Note: rundock can only be used to run docking and scoring procedures with a single protein and ligand structure. If multiple protein or/and ligand structures need to be used, the prepvs command can be used to create folders for each protein-ligand pair (see the above section prepvs).

The rundock configuration file should be a .ini file (https://en.wikipedia.org/wiki/INI_file), i.e., the file should be split in sections, each section name appearing on a line by itself, in square brackets ("[" and "]"). Each section contains a certain number of keys which refer to specific options used; all keys after the section declaration are associated with that section. Finally, every key should have a name (option name) and a value (option value), delimited by an equals sign (=).

Below is an example of configuration file used to dock on two binding sites and rescore with DrugScoreX (dsx), Autodock and Autodock Vina.

[DOCKING]
site = site1, site2
program = autodock, vina, dock, glide
rescoring = yes
minimize = yes
cleanup = yes

[RESCORING]
program = dsx, autodock, vina

[DSX]
pot_dir = /pmshare/jordane/CSD_potentials/DSX_CSD_Potentials_v0511/csd_pot_0511/
other_flags = -T0 1.0 -T1 1.0 -T3 1.0 -j

[AUTODOCK]
ga_run = 20
spacing = 0.4

[VINA]
num_modes = 20

[DOCK]
nposes = 20

[GLIDE]
poses_per_lig = 20

[SITE1]
center = 75.5, 80.0, 31.0
boxsize = 40.0, 40.0, 40.0

[SITE2]
center = 75.5, 40.0, 50.0
boxsize = 40.0, 40.0, 40.0

General sections

  • The DOCKING section includes the software that should be used for docking, and if minimization, rescoring and/or cleanup should be performed. The docking software should be specified with coma separation through the key programs. The keys relative to the DOCKING section are:

    • programs: specifies the software which are used for docking (autodock, dock6, glide, gold, moe and/or vina). Options relative to each program (or instance) are specfied within the section of the same name. For example, if autodock is in the list of programs, options associated with autodock should be specified in the AUTODOCK section. In case the same software needs to be used multiple times, numbering can be appended to the name of the program (e.g., in the first example below, multiple runs of MOE are performed using different scoring methods: moe, moe1, moe2).

    • minimization: performs minimization on the generated poses (yes or no).

    • rescoring: performs rescoring on the generated poses (yes or no). I strongly recommend to enable minimization in case rescoring is done. This will avoid a lot clashes, especially when the software used for rescoring are different from those used for docking. If the rescoring option is enabled, a section RESCORING should be created that contains all the options relative to that step (see below).

    • cleanup: specifies if big intermediate files should be removed (yes or no).

    • site: specifies the labels for the binding sites in case multiple binding sites are considered (site1, site2,...). See the example configuration to dock on multiple binding site, minimize and rescore the poses with multiple software.

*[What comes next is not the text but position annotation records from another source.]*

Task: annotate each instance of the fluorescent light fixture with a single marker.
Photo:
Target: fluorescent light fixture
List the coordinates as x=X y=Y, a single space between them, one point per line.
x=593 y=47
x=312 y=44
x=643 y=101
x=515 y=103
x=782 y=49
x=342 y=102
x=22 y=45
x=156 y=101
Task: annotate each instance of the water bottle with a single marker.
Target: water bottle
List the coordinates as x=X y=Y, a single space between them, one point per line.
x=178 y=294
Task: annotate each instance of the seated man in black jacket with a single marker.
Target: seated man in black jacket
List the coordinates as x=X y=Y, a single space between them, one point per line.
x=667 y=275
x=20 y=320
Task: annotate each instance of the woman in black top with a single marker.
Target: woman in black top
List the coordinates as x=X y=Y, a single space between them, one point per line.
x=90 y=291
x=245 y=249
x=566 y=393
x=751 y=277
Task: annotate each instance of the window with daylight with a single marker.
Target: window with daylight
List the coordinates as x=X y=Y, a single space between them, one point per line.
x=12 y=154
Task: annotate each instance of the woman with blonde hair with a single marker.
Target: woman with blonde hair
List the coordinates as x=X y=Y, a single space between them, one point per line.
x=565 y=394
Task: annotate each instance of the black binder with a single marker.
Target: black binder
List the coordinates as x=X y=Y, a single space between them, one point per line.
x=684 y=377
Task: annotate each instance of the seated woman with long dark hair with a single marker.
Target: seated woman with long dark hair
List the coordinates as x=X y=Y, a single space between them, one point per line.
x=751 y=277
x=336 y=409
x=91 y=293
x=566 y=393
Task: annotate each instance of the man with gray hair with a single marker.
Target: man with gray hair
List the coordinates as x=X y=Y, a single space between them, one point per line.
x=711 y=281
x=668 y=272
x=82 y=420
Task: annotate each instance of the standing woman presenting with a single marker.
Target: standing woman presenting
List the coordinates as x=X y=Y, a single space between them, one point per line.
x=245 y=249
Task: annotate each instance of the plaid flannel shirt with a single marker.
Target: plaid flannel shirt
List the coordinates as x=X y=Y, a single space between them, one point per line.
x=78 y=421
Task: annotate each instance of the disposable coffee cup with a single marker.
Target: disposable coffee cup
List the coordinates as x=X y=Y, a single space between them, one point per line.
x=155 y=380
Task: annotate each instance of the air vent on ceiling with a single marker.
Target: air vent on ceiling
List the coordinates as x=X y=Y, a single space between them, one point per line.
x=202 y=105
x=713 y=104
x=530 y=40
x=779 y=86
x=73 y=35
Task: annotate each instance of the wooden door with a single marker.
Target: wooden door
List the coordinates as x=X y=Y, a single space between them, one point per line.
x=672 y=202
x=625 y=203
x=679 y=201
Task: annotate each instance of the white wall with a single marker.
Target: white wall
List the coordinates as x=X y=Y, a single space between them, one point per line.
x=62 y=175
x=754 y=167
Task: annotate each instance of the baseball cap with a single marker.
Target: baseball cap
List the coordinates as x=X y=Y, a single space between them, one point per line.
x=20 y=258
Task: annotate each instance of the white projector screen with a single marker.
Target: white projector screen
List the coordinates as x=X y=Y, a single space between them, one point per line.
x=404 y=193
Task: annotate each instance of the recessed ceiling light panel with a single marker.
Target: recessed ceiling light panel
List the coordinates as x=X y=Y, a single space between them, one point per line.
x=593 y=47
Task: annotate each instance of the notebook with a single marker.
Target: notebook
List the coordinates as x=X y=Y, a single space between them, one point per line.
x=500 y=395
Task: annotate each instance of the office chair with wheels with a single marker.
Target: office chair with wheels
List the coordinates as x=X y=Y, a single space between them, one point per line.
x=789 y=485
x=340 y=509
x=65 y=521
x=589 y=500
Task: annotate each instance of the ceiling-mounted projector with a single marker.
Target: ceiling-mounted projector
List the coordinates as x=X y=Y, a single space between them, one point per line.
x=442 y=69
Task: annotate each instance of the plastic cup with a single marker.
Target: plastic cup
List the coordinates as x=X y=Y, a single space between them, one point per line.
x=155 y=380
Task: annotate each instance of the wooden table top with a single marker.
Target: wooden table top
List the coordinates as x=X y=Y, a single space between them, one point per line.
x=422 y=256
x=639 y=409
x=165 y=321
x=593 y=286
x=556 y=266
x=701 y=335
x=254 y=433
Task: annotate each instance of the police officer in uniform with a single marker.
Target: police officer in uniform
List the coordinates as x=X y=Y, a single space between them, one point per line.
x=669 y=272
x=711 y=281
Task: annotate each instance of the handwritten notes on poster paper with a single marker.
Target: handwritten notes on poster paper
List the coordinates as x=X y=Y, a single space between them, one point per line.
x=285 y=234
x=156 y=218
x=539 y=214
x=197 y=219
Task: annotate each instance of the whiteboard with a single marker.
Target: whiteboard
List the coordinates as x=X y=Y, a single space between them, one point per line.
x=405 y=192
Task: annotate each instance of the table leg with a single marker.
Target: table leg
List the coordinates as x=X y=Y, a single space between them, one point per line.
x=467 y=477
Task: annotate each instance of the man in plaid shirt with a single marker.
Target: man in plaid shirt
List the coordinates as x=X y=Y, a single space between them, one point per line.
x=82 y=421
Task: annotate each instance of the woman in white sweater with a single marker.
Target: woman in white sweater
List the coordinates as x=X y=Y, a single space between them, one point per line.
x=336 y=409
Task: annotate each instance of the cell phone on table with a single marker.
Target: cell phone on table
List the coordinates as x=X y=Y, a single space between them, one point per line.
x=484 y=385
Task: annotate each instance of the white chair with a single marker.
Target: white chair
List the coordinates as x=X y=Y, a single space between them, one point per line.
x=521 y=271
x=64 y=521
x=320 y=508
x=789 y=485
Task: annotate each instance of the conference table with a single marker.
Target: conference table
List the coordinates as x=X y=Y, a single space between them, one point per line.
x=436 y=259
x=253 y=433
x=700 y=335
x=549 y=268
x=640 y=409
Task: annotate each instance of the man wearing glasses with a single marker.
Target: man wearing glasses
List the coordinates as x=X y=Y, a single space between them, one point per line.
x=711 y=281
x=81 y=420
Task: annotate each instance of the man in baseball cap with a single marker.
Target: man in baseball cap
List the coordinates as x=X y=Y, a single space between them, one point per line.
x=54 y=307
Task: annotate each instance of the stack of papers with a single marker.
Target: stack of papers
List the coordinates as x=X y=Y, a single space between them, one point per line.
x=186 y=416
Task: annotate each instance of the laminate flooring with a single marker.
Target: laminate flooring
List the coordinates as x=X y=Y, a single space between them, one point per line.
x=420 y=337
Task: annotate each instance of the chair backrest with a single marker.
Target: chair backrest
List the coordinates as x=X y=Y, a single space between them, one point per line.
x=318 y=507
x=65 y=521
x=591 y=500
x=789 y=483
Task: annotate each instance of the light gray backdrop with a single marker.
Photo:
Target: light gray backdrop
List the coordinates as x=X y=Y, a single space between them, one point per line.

    Below is a list of all the programs that can be used by MOBPred specifying if they can be used for docking or/and rescoring.

    Software Docking Rescoring
    Autodock Yes Yes
    Dock 6 Yes Yes
    DSX No Yes
    Glide Yes Yes
    Gold Yes No
    Induced Fit Yes No
    MOE Yes Yes
    Vina Yes Yes

    Docking and rescoring options relative to each program are detailed in the section Docking/scoring options relative to each software

  • The SITE section includes the information about the box to spot the binding site. The keys are the following:

    • center: x, y, z coordinates of the center of the binding box (in Å).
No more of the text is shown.